Sales Managers - Know What Questions Your Reps Ask

Sales managers expect reps to ask carefully prepared, appropriate, open-ended questions during an initial or needs qualification meeting with a potential customer. Examples include:

  • Tell me about your current needs in the area of _______________?
  • What process did you use to select your current provider of _______________?

And the list goes on.

For top producing reps, this list has been honed and carefully edited during the course of their career.   Mundane or low value questions don't get included.  The time allotted for the first in-person meeting might be limited.  A rep has to extract the most amount of relevant and helpful information possible.

I advise the sales managers I coach to do two things:

  1. Meet with your reps and review their needs qualification lists.  Take a look at the questions.  Ask them how long they've been asking certain ones.
    Like every one, reps get into ruts.  They might even have gotten bored asking some of the questions -- over and over again.  Ask yourself if you think the questions remain timely and relevant.
  2. During a in-person or Skype staff meeting, have the reps email copies of their needs assessment questions to you and the other reps on the team.  As a group, review the list.  Undoubtedly, every single rep will see at least one question they might not have thought of themselves.

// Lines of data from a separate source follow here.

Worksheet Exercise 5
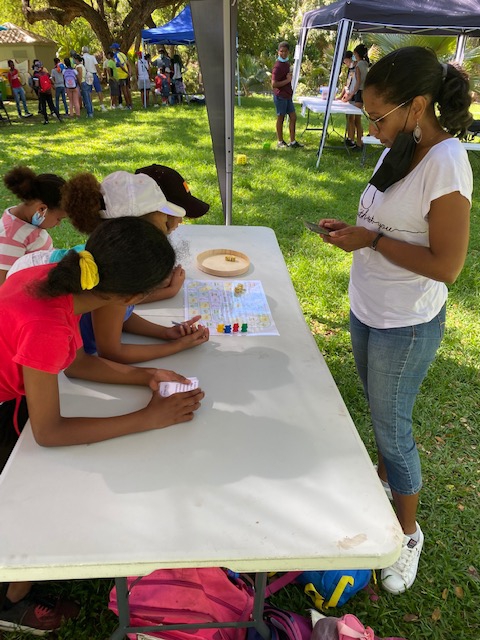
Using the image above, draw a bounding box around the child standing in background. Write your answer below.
[0,167,67,284]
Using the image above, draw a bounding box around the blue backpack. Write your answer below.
[267,569,372,610]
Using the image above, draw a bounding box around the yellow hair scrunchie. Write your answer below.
[78,251,100,290]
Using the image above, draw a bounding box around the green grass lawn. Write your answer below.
[0,97,480,640]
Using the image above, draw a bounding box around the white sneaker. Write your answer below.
[373,464,393,502]
[380,522,425,594]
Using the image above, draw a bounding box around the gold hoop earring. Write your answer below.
[412,120,423,144]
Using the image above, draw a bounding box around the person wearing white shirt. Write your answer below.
[82,46,107,111]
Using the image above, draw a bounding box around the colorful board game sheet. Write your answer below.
[184,279,279,336]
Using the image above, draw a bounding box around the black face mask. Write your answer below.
[370,131,416,192]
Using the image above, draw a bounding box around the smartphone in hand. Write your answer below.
[303,220,332,236]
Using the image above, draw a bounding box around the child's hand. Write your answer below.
[148,369,190,391]
[167,264,185,296]
[174,324,210,351]
[165,316,202,340]
[145,384,205,429]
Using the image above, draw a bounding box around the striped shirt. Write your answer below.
[0,209,53,271]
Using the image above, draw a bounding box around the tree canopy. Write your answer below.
[21,0,183,51]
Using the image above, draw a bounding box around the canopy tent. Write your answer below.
[293,0,480,167]
[142,4,195,45]
[142,0,237,225]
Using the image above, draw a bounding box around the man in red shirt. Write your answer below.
[7,60,33,118]
[272,42,303,149]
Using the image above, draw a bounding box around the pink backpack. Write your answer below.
[311,613,405,640]
[108,568,253,640]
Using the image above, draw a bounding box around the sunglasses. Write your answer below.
[362,98,413,133]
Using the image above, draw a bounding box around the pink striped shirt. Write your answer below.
[0,209,53,271]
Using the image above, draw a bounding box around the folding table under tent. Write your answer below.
[293,0,480,167]
[142,0,237,225]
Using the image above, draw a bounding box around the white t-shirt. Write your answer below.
[349,138,473,329]
[82,53,98,75]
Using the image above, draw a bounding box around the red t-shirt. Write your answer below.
[7,69,22,89]
[272,60,293,98]
[0,264,83,402]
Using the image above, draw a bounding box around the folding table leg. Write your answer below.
[253,573,270,640]
[110,578,130,640]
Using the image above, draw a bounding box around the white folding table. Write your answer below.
[0,225,402,639]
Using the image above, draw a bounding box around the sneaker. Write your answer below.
[373,464,393,502]
[0,596,80,636]
[380,523,424,594]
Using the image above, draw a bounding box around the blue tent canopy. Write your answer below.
[142,5,195,45]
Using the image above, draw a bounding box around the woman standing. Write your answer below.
[348,44,370,149]
[321,47,472,593]
[63,58,81,118]
[73,53,93,118]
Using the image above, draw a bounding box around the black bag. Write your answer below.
[467,120,480,142]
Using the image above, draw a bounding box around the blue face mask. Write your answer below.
[32,210,47,227]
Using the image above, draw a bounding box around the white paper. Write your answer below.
[158,376,198,398]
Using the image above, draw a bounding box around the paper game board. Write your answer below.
[184,279,279,336]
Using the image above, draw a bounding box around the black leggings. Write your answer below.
[0,396,28,472]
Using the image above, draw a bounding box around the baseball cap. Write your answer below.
[100,171,185,218]
[135,164,210,218]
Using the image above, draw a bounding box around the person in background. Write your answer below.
[105,51,119,109]
[320,47,473,594]
[51,58,69,116]
[345,44,370,151]
[152,48,172,69]
[73,53,93,118]
[63,58,81,118]
[339,51,357,148]
[37,63,62,124]
[0,167,66,284]
[272,42,303,149]
[82,46,107,111]
[7,60,33,118]
[155,67,170,107]
[110,42,133,109]
[135,51,151,108]
[171,53,186,104]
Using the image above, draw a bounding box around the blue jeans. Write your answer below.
[80,82,93,116]
[55,87,68,116]
[12,87,28,116]
[350,305,446,495]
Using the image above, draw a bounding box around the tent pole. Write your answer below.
[223,0,233,225]
[316,19,353,169]
[292,27,309,93]
[235,33,242,107]
[453,33,467,64]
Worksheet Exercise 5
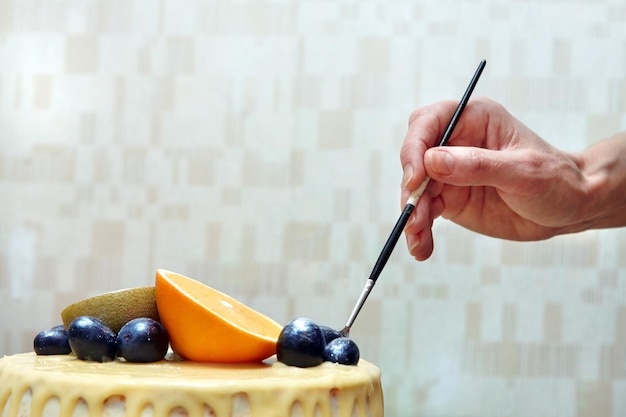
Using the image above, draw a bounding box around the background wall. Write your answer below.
[0,0,626,417]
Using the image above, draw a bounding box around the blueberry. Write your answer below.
[324,337,360,365]
[117,317,169,363]
[320,326,341,344]
[276,318,326,368]
[67,316,117,362]
[33,324,72,355]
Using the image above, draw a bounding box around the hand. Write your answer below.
[400,99,594,260]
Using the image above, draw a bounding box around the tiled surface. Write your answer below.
[0,0,626,417]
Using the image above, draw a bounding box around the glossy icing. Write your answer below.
[0,353,383,417]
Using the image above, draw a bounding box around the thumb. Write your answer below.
[424,146,516,187]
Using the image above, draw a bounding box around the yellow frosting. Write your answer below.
[0,353,383,417]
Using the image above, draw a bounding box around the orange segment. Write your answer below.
[155,269,282,363]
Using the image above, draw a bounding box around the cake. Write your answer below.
[0,353,383,417]
[0,270,383,417]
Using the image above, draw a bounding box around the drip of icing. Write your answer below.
[0,353,383,417]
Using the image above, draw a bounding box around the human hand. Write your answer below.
[400,99,592,260]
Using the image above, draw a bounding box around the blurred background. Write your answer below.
[0,0,626,417]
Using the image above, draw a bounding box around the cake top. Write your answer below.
[0,353,383,417]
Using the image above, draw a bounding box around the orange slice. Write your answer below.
[155,269,282,363]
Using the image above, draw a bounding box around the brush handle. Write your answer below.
[342,59,487,336]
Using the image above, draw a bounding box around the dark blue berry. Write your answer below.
[276,318,326,368]
[33,324,72,355]
[324,337,360,365]
[320,326,341,344]
[117,318,169,363]
[67,316,117,362]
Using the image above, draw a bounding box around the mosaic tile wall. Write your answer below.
[0,0,626,417]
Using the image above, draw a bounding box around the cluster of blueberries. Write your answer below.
[33,316,360,368]
[33,316,169,363]
[276,317,360,368]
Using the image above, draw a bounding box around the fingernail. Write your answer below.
[409,237,420,254]
[402,164,413,188]
[430,149,454,175]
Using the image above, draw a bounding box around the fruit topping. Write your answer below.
[61,287,159,333]
[320,325,341,344]
[276,317,326,368]
[117,318,169,363]
[276,318,360,368]
[155,269,282,363]
[67,316,117,362]
[324,337,360,365]
[33,324,72,355]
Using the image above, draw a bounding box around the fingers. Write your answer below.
[424,146,533,189]
[400,101,456,201]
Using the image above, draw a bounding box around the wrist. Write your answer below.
[576,135,626,230]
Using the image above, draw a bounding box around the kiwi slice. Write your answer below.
[61,287,160,333]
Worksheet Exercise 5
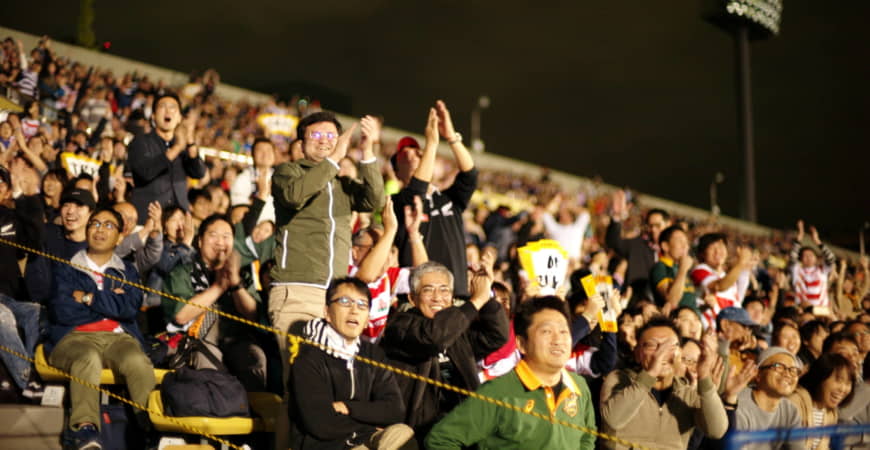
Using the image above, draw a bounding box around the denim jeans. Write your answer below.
[0,294,43,389]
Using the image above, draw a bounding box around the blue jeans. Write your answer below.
[0,294,43,389]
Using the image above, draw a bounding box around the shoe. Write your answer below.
[21,380,45,401]
[71,424,103,450]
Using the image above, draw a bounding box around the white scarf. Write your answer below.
[302,319,360,369]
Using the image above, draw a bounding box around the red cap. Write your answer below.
[396,136,420,153]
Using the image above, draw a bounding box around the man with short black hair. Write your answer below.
[426,297,596,449]
[269,112,384,378]
[601,317,728,449]
[605,189,670,298]
[289,278,414,449]
[45,209,156,450]
[390,100,477,299]
[127,94,206,225]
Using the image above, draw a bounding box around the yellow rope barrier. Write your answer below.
[0,238,647,449]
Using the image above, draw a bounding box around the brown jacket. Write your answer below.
[599,370,728,449]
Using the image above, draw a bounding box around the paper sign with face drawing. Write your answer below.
[517,239,568,295]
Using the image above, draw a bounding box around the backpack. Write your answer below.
[160,367,251,417]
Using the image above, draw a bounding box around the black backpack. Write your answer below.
[160,367,251,417]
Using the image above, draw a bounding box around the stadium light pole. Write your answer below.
[710,172,725,216]
[471,95,489,153]
[702,0,782,222]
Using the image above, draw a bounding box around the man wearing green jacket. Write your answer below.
[426,297,596,449]
[269,112,384,449]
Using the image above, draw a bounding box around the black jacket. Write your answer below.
[604,221,656,298]
[0,195,42,300]
[393,169,477,298]
[289,342,405,449]
[381,300,509,432]
[127,131,206,225]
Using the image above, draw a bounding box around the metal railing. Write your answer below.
[725,424,870,450]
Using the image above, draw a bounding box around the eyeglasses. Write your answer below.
[88,220,118,231]
[326,297,369,311]
[758,363,801,376]
[420,286,453,298]
[205,231,233,243]
[308,131,338,141]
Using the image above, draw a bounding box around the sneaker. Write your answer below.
[21,380,45,401]
[71,424,103,450]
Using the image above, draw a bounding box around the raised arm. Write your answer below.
[414,108,438,183]
[435,100,474,172]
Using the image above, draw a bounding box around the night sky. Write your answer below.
[0,0,870,248]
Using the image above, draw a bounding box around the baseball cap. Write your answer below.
[390,136,420,170]
[758,346,803,367]
[396,136,420,153]
[60,189,97,211]
[717,306,758,327]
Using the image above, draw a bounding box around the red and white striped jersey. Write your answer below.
[347,264,411,343]
[689,264,749,328]
[791,263,831,308]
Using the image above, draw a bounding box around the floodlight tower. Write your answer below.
[702,0,782,222]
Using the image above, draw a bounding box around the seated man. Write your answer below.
[288,278,414,449]
[46,209,156,449]
[426,297,596,449]
[381,255,509,437]
[601,318,728,449]
[735,347,804,450]
[163,214,267,392]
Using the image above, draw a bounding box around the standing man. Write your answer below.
[230,138,275,223]
[390,100,477,299]
[605,189,670,298]
[601,318,728,450]
[426,297,596,449]
[269,112,384,380]
[128,94,206,225]
[789,220,837,308]
[735,347,804,450]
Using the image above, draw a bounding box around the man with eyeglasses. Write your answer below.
[45,209,155,449]
[735,347,804,449]
[381,253,509,444]
[288,278,414,449]
[390,100,478,299]
[24,188,97,304]
[269,112,384,377]
[600,317,728,449]
[269,112,384,449]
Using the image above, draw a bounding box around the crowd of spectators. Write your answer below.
[0,34,870,449]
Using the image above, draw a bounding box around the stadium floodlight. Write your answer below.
[701,0,782,222]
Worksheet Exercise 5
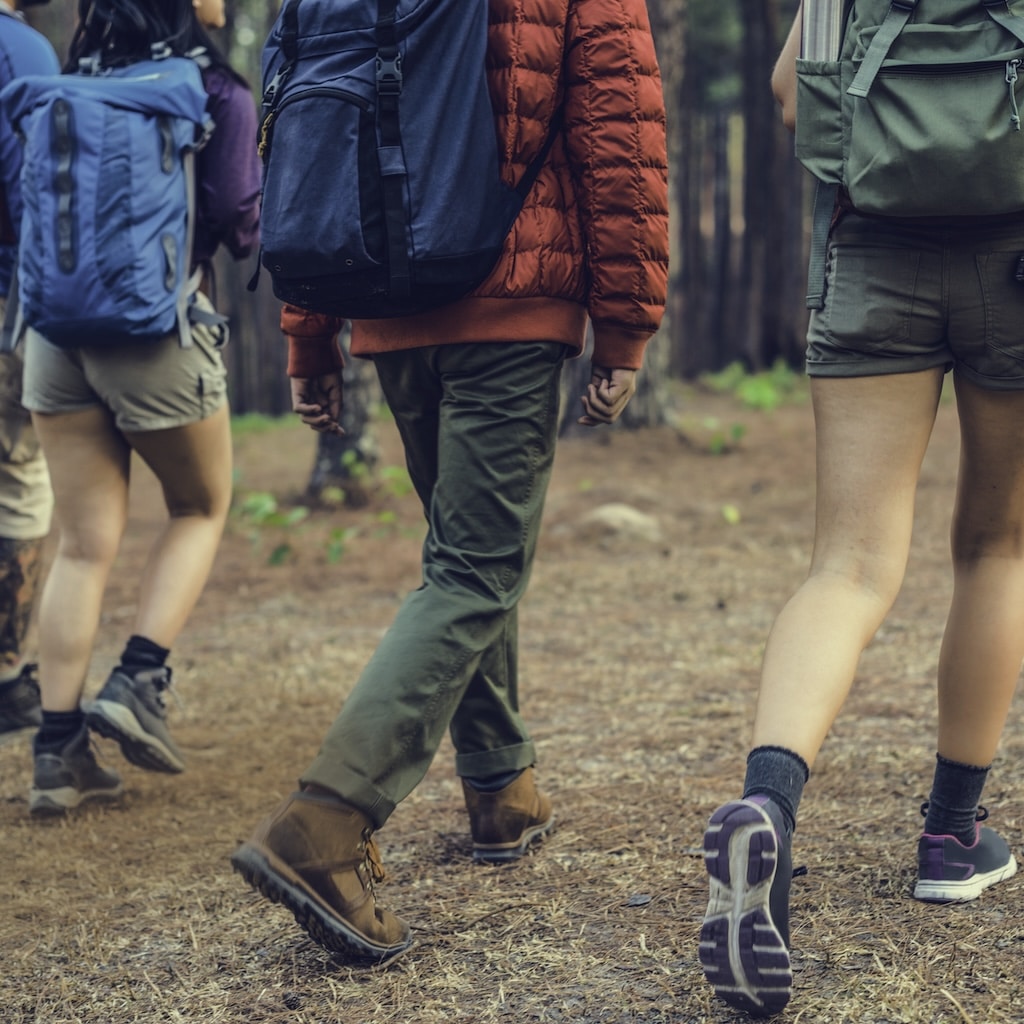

For years, I used the same list of questions when meeting with potential clients.  I stuck with it because the questions promoted great conversations... until 2009.  After that, those same queries stopped working.

A trusted colleague told me to gut the list and make the questions more relevant to the current economic conditions.  I did and have been reevaluating the list more frequently ever since.

Industries expand and collapse.  Companies merge or sell off parts of their business.  Primary competitors during one time period may not be the same companies you compete against a few years later.

Sales managers -- know what questions your reps ask during sales calls.  Singly and as a group, share, revisit and restructure those questions to alleviate boredom and keep current with the needs of your customer base.